La cena proseguì in assoluto silenzio, fino a quando mia madre non sciolse finalmente la seduta per parlare in privato con il nostro ospite più anziano. Mio padre decise di ritirarsi nella sua camera, ormai da secoli separata da quella di Patricia. Sebbene lui fosse quasi sempre uno special guest nel nostro quotidiano - non che lei passasse più tempo a casa - rimaneva comunque l'unica guida che io avessi mai avuto. Malgrado, cumulativamente, avesse passato a New York soltanto un mese all'anno sin da quando ero venuta al mondo, la sua presenza, anche se assenza nel concreto, avevo comunque continuato a percepirla. Per vederlo di più, soprattutto quando ero più piccola, ero stata costretta a seguirlo in tournée per tutta l'Europa.
L'unica cosa positiva di quei mesi passati in giro per il globo era stata la nascita della mia passione per la musica. Difatti, l'unica cosa a differenziarci in questo ambito era il suo maggiore interesse per la lirica e la mia attenzione per la contemporaneità. Se non fosse stato per questo, avrei veramente riconosciuto nei suoi interessi i miei, cosa che al contrario non valeva affatto per quelli di mia madre.

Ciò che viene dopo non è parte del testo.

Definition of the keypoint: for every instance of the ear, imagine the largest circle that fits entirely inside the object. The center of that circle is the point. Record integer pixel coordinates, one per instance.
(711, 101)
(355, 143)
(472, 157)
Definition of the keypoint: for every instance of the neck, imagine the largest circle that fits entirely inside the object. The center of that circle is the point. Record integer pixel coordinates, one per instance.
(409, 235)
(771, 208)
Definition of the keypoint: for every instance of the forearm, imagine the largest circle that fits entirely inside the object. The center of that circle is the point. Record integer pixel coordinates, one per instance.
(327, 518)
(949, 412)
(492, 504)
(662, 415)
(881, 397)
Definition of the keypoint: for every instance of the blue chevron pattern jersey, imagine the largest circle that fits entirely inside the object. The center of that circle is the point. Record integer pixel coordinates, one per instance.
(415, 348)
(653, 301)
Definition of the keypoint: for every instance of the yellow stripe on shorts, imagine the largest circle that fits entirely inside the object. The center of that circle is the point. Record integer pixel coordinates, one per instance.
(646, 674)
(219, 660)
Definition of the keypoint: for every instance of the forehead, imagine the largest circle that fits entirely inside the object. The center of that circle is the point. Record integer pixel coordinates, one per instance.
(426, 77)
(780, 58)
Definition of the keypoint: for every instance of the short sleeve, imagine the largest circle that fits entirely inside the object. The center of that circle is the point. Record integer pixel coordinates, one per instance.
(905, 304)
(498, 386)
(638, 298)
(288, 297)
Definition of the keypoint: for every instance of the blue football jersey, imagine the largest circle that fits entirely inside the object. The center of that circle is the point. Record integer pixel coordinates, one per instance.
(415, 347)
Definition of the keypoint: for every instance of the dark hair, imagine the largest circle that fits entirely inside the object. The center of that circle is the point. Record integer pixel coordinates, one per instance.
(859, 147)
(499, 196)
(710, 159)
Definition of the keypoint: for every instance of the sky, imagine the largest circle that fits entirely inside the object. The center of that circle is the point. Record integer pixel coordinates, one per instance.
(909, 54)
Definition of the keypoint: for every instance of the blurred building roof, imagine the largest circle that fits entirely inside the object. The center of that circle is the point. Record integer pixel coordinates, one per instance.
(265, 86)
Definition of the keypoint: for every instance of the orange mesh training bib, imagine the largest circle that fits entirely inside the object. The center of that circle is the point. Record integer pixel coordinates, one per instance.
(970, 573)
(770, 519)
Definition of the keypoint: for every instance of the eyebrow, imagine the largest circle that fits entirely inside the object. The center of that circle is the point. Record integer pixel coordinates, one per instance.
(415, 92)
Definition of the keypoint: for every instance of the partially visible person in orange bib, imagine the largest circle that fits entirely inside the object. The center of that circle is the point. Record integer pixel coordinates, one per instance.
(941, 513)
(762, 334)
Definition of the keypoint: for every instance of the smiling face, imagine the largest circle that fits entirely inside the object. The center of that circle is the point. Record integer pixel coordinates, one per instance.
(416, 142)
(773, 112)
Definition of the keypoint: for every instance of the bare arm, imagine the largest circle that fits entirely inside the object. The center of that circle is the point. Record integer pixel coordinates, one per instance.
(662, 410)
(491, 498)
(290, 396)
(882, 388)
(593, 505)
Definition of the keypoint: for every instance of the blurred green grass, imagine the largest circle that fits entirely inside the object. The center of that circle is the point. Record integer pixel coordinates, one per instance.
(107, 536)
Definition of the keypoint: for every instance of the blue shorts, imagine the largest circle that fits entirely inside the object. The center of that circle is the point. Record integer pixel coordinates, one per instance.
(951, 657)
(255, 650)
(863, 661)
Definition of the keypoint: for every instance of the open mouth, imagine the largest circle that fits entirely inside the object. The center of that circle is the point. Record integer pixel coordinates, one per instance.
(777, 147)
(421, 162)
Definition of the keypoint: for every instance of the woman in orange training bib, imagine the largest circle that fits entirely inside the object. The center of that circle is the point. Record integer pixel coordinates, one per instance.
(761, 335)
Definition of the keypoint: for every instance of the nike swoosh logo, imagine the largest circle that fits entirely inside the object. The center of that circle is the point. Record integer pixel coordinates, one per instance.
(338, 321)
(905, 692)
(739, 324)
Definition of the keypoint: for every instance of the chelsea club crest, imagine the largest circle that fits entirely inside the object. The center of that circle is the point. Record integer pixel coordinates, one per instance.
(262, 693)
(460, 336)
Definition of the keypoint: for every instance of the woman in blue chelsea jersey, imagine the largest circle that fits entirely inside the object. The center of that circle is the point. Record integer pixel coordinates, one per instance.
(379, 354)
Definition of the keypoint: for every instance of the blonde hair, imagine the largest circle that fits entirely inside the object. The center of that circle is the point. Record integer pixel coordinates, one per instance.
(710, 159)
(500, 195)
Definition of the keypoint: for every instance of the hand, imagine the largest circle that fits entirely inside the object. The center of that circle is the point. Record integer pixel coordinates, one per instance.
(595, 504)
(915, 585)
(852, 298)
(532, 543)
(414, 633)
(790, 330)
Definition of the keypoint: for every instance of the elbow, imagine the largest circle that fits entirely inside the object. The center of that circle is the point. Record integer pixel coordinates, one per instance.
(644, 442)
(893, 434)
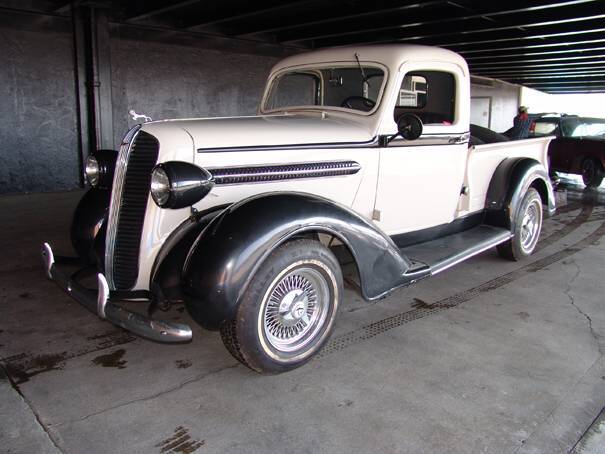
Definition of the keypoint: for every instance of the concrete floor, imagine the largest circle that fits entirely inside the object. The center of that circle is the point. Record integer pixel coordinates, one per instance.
(490, 356)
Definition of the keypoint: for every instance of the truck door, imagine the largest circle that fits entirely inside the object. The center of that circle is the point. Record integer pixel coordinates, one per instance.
(420, 181)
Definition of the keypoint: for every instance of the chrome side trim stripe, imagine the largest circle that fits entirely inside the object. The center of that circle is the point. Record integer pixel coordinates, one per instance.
(264, 173)
(116, 201)
(370, 143)
(425, 139)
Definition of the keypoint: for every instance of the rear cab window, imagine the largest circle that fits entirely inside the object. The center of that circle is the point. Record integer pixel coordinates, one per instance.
(429, 94)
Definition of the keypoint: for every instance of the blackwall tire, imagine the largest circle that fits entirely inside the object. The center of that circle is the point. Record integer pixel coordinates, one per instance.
(527, 228)
(288, 310)
(592, 173)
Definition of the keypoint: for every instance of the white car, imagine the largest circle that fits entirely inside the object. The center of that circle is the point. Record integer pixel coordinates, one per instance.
(362, 149)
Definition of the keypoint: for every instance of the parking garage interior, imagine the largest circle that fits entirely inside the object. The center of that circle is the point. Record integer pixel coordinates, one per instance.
(486, 357)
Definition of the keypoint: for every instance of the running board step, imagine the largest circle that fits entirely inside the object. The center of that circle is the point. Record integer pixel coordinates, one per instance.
(447, 251)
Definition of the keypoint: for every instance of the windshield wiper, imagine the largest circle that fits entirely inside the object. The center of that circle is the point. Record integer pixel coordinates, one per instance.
(364, 78)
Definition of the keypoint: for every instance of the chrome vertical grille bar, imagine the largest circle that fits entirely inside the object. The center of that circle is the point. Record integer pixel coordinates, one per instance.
(116, 200)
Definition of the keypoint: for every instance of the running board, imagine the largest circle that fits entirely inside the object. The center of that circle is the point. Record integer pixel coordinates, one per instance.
(447, 251)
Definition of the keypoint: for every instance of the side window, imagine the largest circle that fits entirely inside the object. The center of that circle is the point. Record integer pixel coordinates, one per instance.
(429, 94)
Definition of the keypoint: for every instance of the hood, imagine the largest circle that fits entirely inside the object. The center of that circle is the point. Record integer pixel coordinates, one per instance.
(269, 130)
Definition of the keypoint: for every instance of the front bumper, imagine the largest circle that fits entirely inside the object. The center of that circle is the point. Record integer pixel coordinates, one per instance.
(99, 303)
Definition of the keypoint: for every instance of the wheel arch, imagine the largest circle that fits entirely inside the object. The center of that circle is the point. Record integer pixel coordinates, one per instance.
(234, 245)
(511, 179)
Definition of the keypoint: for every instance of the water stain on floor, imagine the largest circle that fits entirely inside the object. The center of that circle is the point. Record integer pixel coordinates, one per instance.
(183, 363)
(113, 359)
(21, 372)
(419, 304)
(180, 442)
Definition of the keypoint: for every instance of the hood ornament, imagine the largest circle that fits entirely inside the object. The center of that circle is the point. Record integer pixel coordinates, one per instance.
(136, 116)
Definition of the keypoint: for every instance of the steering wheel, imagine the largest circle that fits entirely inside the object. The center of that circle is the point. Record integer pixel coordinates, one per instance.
(358, 103)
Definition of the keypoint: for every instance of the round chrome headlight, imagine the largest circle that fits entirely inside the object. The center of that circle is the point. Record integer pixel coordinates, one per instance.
(92, 171)
(176, 184)
(160, 186)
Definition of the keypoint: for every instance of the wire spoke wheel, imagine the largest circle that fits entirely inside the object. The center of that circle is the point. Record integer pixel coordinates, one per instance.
(295, 308)
(530, 227)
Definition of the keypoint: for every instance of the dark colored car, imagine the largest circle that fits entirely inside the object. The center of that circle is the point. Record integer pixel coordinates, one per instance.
(579, 147)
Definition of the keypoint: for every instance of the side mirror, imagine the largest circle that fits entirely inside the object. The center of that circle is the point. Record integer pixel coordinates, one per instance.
(409, 126)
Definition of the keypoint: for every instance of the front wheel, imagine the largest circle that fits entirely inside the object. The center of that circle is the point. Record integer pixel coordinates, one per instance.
(527, 227)
(288, 309)
(592, 174)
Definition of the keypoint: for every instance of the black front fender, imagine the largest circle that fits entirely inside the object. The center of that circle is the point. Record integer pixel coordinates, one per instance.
(88, 224)
(230, 249)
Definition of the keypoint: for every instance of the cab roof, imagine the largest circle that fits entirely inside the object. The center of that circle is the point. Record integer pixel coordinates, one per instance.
(390, 55)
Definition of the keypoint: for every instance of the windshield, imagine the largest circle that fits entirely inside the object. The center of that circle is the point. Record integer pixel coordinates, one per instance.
(543, 128)
(351, 87)
(589, 129)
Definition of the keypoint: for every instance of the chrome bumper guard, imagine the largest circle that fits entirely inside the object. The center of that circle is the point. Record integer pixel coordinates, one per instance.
(157, 330)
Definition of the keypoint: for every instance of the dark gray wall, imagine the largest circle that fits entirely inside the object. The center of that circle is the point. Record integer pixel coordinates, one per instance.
(171, 81)
(38, 137)
(174, 81)
(38, 142)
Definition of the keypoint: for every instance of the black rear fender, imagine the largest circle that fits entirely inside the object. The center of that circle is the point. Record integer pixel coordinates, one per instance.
(511, 180)
(230, 249)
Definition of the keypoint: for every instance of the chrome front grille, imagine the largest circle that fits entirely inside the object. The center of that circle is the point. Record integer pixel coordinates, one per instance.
(130, 192)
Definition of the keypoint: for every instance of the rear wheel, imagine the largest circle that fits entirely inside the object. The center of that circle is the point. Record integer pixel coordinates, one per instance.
(288, 310)
(527, 227)
(592, 173)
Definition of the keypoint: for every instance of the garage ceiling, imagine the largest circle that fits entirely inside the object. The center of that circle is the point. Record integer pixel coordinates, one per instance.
(553, 46)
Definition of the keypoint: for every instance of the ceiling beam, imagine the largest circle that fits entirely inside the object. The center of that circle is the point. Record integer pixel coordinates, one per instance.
(137, 15)
(550, 47)
(546, 71)
(519, 16)
(579, 91)
(337, 16)
(562, 53)
(597, 55)
(567, 31)
(554, 65)
(253, 11)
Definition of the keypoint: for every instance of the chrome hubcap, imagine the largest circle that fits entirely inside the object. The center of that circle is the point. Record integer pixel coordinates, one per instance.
(295, 308)
(530, 228)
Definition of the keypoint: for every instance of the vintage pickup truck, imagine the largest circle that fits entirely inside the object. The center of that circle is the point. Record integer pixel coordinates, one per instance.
(364, 150)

«Vuoi farmi fare qualcosa o devo chiamare un taxi?» Jay si appoggiò alla parete, incrociando le braccia in attesa di una mia proposta.
«Se vuoi uscire devo cambiarmi, ma non credo che a mia madre farà piacere vedermi in altre vesti» decisi di essere sincera con lui, in fondo l'aveva capito sin dal primo sguardo che non ero chi volevo far credere.
Mi seguì senza aggiungere altro fino alla mia camera. Entrando mi sedetti diretta alla toeletta, tirai fuori le lenti a contatto e, come se fosse stato il gesto più naturale possibile, mi coprii le iridi chiare con altre molto più scure. Presi a stendermi il trucco senza stare realmente attenta a ciò che facessi, concentrandomi sullo sguardo del ragazzo che mi seguiva silente in ogni mia azione.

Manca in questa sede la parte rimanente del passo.